2023年8月24日木曜日

隠蔽される被害者

 これを書いている2023年8月24日は、夏の高校野球の決勝戦が行われた翌日です。この年の高校野球では、慶応高校の快進撃が続いた末にとうとう優勝しました。土浦日大や浜松開誠館、慶応などの坊主刈り強制ではない学校の活躍を僕はすごく好意的に捉えていました。しかし、準決勝くらいからなんだかこれは違うのではないか?という気がしていました。慶応が勝ち上がるにつれて、メディアの持ち上げ方が何か常軌を逸しているのがどうも気になってしまったのです。

慶応の話から急に変わりますが、今日は福島の原発の汚染水が海洋放出された日です。しかし、報道ステーションの最初のトピックは「大谷翔平靭帯断裂」で、これについて15分くらいの時間を使った後にようやく汚染水の海洋放出についての話になりました。いくら大谷翔平が国民的関心を集めているとはいえ、ニュースとしての重要度はどう考えても原発の汚染水の海洋放出であるべきでしょう。しかし、日本のメディアにとっては大谷選手の方が重要事項なのでしょう。

話を慶応に戻します。僕が途中から慶応の野球部を素直に応援できなくなった理由は、彼らが大谷翔平と同じような文脈でメディアで扱われていたことにあるような気がするのです。慶応高校も大谷翔平も、弱者や被害者を隠蔽してフタをするためのコンテンツとして消費されているような気がしてならないのです。数年前から日本のメディアが狂ったように大谷翔平の一挙手一投足を追いかけ続ける背景には、日本という国の急速な劣化や衰退を見たくないという日本国民の「集合的無意識」のようなものが働いているようにも思います。

ここ数年、日本のテレビは地上波で「火垂るの墓」を流すのをやめました。そして、学校で唯一読める漫画だった「はだしのゲン」も日本の学校から姿を消そうとしています。これらはいずれも、無能な政治家によって破滅的な戦争を継続した結果として犠牲になった被害者達を描いた作品です。しかし今の日本人はこういった被害者の姿を病的に忌避したがるようになりました。汚染水の海洋放出で不利益を被る漁業関係者もさることながら、そもそも廃炉作業が遅々として進まない福島の原発自体も「被害者」だと言えるでしょう。でも、日本のメディアは徹底して被害者の姿を隠蔽しようとしています。

なぜこうなってしまったのか?という事について僕なりに考えてみました。おそらく日本人は東日本大震災以降ずっとみんな「自分たちは被害者であり加害者でもある」という意識を背負ってしまったのではないかと思います。
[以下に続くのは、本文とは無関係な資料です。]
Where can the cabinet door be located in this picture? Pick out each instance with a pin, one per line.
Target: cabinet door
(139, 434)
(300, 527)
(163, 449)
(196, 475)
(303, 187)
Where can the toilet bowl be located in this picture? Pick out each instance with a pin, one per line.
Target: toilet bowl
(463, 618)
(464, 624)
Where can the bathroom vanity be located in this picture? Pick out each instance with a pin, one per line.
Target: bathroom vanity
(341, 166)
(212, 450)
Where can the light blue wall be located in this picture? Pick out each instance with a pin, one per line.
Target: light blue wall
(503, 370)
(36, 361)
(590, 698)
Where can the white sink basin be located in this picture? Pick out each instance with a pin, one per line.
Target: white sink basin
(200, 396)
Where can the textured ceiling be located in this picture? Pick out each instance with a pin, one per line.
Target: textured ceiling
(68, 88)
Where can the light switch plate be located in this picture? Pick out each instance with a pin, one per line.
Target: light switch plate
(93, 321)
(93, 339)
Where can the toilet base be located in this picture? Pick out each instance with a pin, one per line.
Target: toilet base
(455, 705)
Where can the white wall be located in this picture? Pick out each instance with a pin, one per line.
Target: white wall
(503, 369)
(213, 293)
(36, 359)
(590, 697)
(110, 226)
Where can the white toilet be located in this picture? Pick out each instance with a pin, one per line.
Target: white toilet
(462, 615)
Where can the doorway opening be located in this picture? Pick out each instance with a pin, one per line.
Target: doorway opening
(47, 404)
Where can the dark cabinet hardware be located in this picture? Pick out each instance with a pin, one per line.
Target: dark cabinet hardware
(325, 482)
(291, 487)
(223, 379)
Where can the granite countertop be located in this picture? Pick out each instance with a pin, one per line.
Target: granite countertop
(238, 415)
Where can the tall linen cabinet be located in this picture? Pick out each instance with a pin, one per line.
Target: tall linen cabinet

この事実をから目を背けるために、大谷翔平のような「勝者」だけを見つめる作業に耽溺し続けているのではないでしょうか?高校野球の慶応フィーバーにも似たような雰囲気を感じてしまい、そこからは慶応を応援する気分にどうもなれなくなってしまったのでした。

念のため申し上げておきますと、慶応高校野球部のスタンスには僕は賛成です。問題なのはメディアの持ち上げ方なのです。これは関西でいうところの「阪神タイガースは好きだけど阪神ファンは嫌い」みたいな話だと思ってください。。